The piece, by Trump nemesis Maggie Haberman, reported that Mr. Trump had used the phrase “good Jewish character,” described Persians as “very good salesmen” and complained that Israeli Jews favored him more than Jewish Americans. And it took pains to quote the former president’s earlier social media posting “in which he excoriated” (Ms. Haberman’s words) US Jews, saying that they needed to “get their act together before it’s too late.”

“Sounds like a threat,” said the ADL’s CEO, Jonathan Greenblatt.

The “good Jewish character” remark, though, was a jocular one, made about documentarian Alex Holder in his presence, and carried no whiff of anti-Semitism. Neither did the “get their act together” one, which was simply a typical Trumpian grumble about the former president’s feeling that most American Jews don’t care about Israel enough to support him. It was a political gripe, not a bigoted slur. And the indictment of Persians being good salesmen? It was preceded by his assertion that Persians are “very smart,” not quite a hateful insult.

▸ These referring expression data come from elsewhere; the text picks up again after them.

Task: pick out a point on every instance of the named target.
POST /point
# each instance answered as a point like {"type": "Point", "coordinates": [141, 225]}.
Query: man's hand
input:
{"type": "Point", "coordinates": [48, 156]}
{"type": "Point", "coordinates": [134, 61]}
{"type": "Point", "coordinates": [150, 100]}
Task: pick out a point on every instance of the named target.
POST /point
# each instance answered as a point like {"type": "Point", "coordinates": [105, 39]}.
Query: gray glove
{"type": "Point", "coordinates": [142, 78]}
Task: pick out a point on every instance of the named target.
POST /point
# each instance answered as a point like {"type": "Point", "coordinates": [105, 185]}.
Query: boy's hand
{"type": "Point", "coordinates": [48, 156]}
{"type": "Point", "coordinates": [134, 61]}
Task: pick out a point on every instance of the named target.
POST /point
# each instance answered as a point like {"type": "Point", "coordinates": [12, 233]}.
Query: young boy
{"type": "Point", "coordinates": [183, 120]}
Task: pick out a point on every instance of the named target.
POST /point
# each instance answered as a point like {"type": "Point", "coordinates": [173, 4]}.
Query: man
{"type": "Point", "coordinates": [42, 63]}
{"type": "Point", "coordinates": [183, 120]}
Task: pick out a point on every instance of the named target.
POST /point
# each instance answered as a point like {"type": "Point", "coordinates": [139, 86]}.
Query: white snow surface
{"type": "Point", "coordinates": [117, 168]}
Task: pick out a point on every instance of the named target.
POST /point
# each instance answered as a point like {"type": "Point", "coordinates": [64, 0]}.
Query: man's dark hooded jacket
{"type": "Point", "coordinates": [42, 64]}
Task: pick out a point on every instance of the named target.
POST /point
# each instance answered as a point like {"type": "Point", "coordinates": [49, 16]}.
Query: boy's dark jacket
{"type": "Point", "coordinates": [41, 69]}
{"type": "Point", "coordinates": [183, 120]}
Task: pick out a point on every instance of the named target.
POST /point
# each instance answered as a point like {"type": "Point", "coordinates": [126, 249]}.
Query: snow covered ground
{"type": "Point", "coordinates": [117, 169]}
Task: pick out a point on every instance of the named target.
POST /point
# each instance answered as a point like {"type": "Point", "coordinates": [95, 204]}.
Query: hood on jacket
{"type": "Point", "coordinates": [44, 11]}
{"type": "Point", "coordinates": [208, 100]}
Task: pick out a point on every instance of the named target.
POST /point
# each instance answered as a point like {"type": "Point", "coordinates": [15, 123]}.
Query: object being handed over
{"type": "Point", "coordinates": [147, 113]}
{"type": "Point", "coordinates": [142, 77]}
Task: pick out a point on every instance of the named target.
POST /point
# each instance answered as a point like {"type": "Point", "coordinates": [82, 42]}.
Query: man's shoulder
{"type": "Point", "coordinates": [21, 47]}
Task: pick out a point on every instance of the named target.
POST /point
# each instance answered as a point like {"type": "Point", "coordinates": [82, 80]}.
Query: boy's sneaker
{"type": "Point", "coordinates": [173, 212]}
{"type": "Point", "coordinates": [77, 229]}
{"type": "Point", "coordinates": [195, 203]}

Whatever one might think of Mr. Trump’s judgment or character—or about his frustration with most American Jews’ Democratic Party leanings—comments like his recent ones have as much to do with anti-Semitic sentiments as they do with chopped liver.

The Gemara? It’s in Shabbos (104a) and notes how the letters of the word sheker are adjacent to one another in the Hebrew alphabet, and those of emes are as distant from one another as can be. One import of those facts is that while falsehood is easily found, truth is discovered only with great difficulty. Another is that sheker teeters on one foot (that of the kuf, which protrudes downward) while emes stands stably on bases that are wide, indicating truth’s staying power and falsehood’s ephemerality.

What occurred to me, prodded by the reports of Mr. Biden’s “dementia” and Mr. Trump’s “anti-Semitism,” was that perhaps there’s something else to glean from the respective distributions of the letters of emes and sheker. Namely, that perceiving the former word requires one to see the entire alef-beis, while the latter often appears, through tunnel-vision, as a bracketed bloc.

Which subtly telegraphs the idea that truth can only be perceived with a comprehensive, all-encompassing view, and is easily subverted by single-minded focus on isolated facts cleaved from their contexts.